I have been spending a good amount of time lately talking to people on the phone. Using a program I have to reach potential clients, my calendar is filled each week with phone appointments with people I have never spoken to before. The calls last from 15 minutes to an hour, depending on the conversation.
It suddenly occurred to me that I was thoroughly enjoying these conversations even though they didn’t all turn out to be clients…people in various locations throughout the U.S., with different professions and certainly distinct goals for themselves personally and professionally. The expression, “everyone has a story” could not be truer. Everyone DOES have a story and engaging via Facebook, Twitter, Email, LinkedIn, Text, etc. really does not convey the story in the same way as actually talking to someone. This probably is not an earth-shattering revelation to anyone; however, we are becoming so accustomed to other forms of communicating, I wonder if talking may actually make a comeback.

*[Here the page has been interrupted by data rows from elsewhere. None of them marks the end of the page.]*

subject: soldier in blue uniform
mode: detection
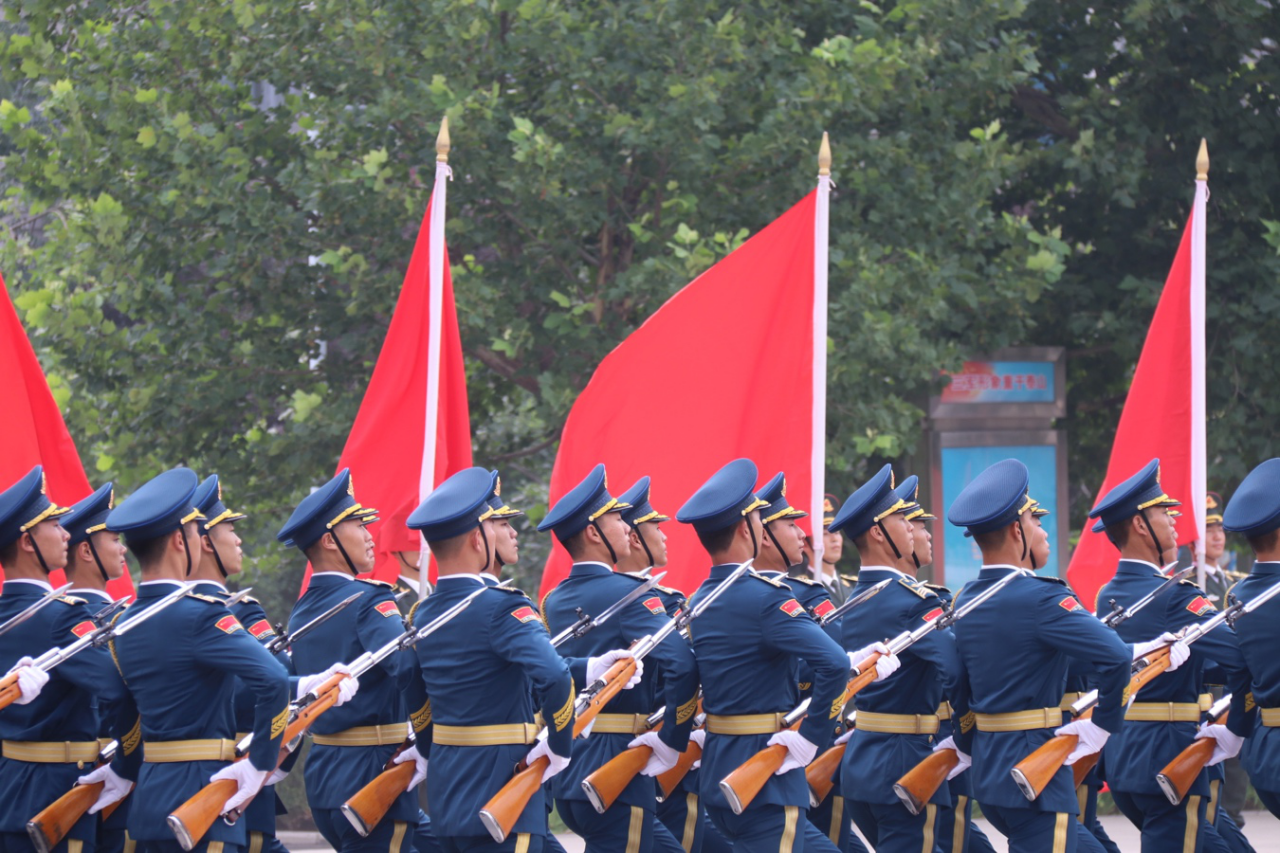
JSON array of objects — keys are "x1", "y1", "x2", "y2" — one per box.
[
  {"x1": 276, "y1": 469, "x2": 429, "y2": 853},
  {"x1": 84, "y1": 467, "x2": 289, "y2": 853},
  {"x1": 61, "y1": 483, "x2": 133, "y2": 853},
  {"x1": 938, "y1": 459, "x2": 1132, "y2": 853},
  {"x1": 0, "y1": 465, "x2": 124, "y2": 853},
  {"x1": 676, "y1": 459, "x2": 890, "y2": 853},
  {"x1": 538, "y1": 465, "x2": 698, "y2": 853},
  {"x1": 1089, "y1": 460, "x2": 1248, "y2": 853},
  {"x1": 831, "y1": 465, "x2": 964, "y2": 853},
  {"x1": 408, "y1": 467, "x2": 573, "y2": 853},
  {"x1": 1218, "y1": 459, "x2": 1280, "y2": 817}
]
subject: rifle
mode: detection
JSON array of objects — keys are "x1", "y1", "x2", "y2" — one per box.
[
  {"x1": 719, "y1": 571, "x2": 1023, "y2": 815},
  {"x1": 480, "y1": 560, "x2": 753, "y2": 844},
  {"x1": 0, "y1": 584, "x2": 72, "y2": 637},
  {"x1": 1009, "y1": 573, "x2": 1280, "y2": 799},
  {"x1": 165, "y1": 587, "x2": 490, "y2": 850},
  {"x1": 264, "y1": 593, "x2": 361, "y2": 656},
  {"x1": 0, "y1": 587, "x2": 187, "y2": 708},
  {"x1": 1156, "y1": 693, "x2": 1231, "y2": 806},
  {"x1": 27, "y1": 740, "x2": 128, "y2": 853},
  {"x1": 342, "y1": 573, "x2": 667, "y2": 838}
]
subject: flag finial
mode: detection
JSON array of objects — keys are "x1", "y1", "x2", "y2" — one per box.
[{"x1": 435, "y1": 115, "x2": 449, "y2": 163}]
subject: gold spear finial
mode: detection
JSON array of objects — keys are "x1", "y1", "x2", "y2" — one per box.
[{"x1": 435, "y1": 115, "x2": 449, "y2": 163}]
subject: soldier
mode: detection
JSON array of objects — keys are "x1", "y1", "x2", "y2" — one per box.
[
  {"x1": 831, "y1": 465, "x2": 964, "y2": 853},
  {"x1": 538, "y1": 465, "x2": 698, "y2": 853},
  {"x1": 276, "y1": 469, "x2": 430, "y2": 853},
  {"x1": 1089, "y1": 460, "x2": 1248, "y2": 853},
  {"x1": 61, "y1": 483, "x2": 133, "y2": 853},
  {"x1": 676, "y1": 459, "x2": 892, "y2": 853},
  {"x1": 81, "y1": 467, "x2": 289, "y2": 853},
  {"x1": 937, "y1": 459, "x2": 1132, "y2": 853},
  {"x1": 408, "y1": 467, "x2": 583, "y2": 853},
  {"x1": 0, "y1": 465, "x2": 124, "y2": 853}
]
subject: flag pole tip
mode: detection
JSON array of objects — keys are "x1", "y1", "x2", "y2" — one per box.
[{"x1": 435, "y1": 115, "x2": 449, "y2": 163}]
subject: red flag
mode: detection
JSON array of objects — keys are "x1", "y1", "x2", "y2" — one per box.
[
  {"x1": 1064, "y1": 204, "x2": 1204, "y2": 607},
  {"x1": 302, "y1": 197, "x2": 471, "y2": 592},
  {"x1": 541, "y1": 191, "x2": 818, "y2": 593},
  {"x1": 0, "y1": 277, "x2": 133, "y2": 598}
]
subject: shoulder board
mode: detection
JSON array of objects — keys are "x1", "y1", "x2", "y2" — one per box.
[
  {"x1": 746, "y1": 569, "x2": 787, "y2": 589},
  {"x1": 897, "y1": 578, "x2": 937, "y2": 598}
]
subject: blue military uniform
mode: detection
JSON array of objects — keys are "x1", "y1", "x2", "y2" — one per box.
[
  {"x1": 1089, "y1": 460, "x2": 1248, "y2": 853},
  {"x1": 676, "y1": 460, "x2": 850, "y2": 853},
  {"x1": 947, "y1": 460, "x2": 1130, "y2": 853},
  {"x1": 106, "y1": 467, "x2": 288, "y2": 852},
  {"x1": 538, "y1": 465, "x2": 698, "y2": 853},
  {"x1": 408, "y1": 467, "x2": 573, "y2": 853},
  {"x1": 831, "y1": 465, "x2": 964, "y2": 853},
  {"x1": 276, "y1": 469, "x2": 421, "y2": 853}
]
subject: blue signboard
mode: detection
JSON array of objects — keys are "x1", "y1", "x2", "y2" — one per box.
[{"x1": 933, "y1": 444, "x2": 1064, "y2": 589}]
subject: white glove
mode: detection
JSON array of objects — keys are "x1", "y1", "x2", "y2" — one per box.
[
  {"x1": 298, "y1": 663, "x2": 360, "y2": 708},
  {"x1": 586, "y1": 648, "x2": 644, "y2": 690},
  {"x1": 1053, "y1": 717, "x2": 1111, "y2": 765},
  {"x1": 392, "y1": 743, "x2": 426, "y2": 790},
  {"x1": 525, "y1": 738, "x2": 570, "y2": 783},
  {"x1": 76, "y1": 765, "x2": 133, "y2": 815},
  {"x1": 933, "y1": 736, "x2": 973, "y2": 781},
  {"x1": 689, "y1": 729, "x2": 707, "y2": 770},
  {"x1": 5, "y1": 657, "x2": 49, "y2": 704},
  {"x1": 209, "y1": 758, "x2": 271, "y2": 815},
  {"x1": 627, "y1": 731, "x2": 680, "y2": 776},
  {"x1": 849, "y1": 643, "x2": 902, "y2": 681},
  {"x1": 1133, "y1": 631, "x2": 1192, "y2": 672},
  {"x1": 1196, "y1": 722, "x2": 1244, "y2": 767},
  {"x1": 768, "y1": 729, "x2": 818, "y2": 776}
]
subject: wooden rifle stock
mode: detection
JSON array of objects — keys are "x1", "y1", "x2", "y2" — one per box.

I am a digital marketer. I love social media and use it for business and personally. I love that I can stay connected to old friends and continually make new ones, even if only on a social media platforms. For business, social media, when used correctly, can expand our reach without limitations of geography. It can, and I believe does, help us build a better world and foster communication which leads to tolerance and acceptance of our differences.
What social media does not do is give us that connection with another person that happens through talking. Hearing a voice is so much more powerful. Yes, we use Skype, Zoom and other platforms to speak and see the other person. I think that’s fantastic even if it does take away from just listening to someone’s voice over the phone. The telephone is an amazing invention. I remember getting my own Princess phone as a teenager, pink I think it was. Long long hours on the phone with friends and boyfriends. When we see the person on our camera that does make it more like being in the room with them. We look at their face, their clothes, their surroundings and do not focus as much on their voice and their words.
For so many of us in business, talking on the phone has become a burden, something to avoid at all costs. Robocalls, constant sales calls for this and that makes the phone a burden as opposed to a means to really LISTEN to someone. We let it all go to voice mail and then we often don’t check our voice mail. Focusing all our attention on someone’s unique voice and what they are saying to us requires us to Stop doing ten other things and Focus. I like it.
I am now excited to see my calendar each day, look that person up on LinkedIn (where the appointments are coming from) and then just focus on our chat. Listening, learning and sharing with someone new. I have even gone so far as to call an old friend instead of Facebooking or texting. Hearing their voice is awesome. They are usually surprised and very pleased that I called versus some other silent form of communication.
Talk is not cheap, it takes our time and our focus. It is valuable and part of the bonds we form with people. The adage “talk is cheap” obviously refers to saying something versus doing it, honoring your word. I would say now, texting and email are cheap. Speaking to someone is personal, persuasive and in this day, becoming all too rare.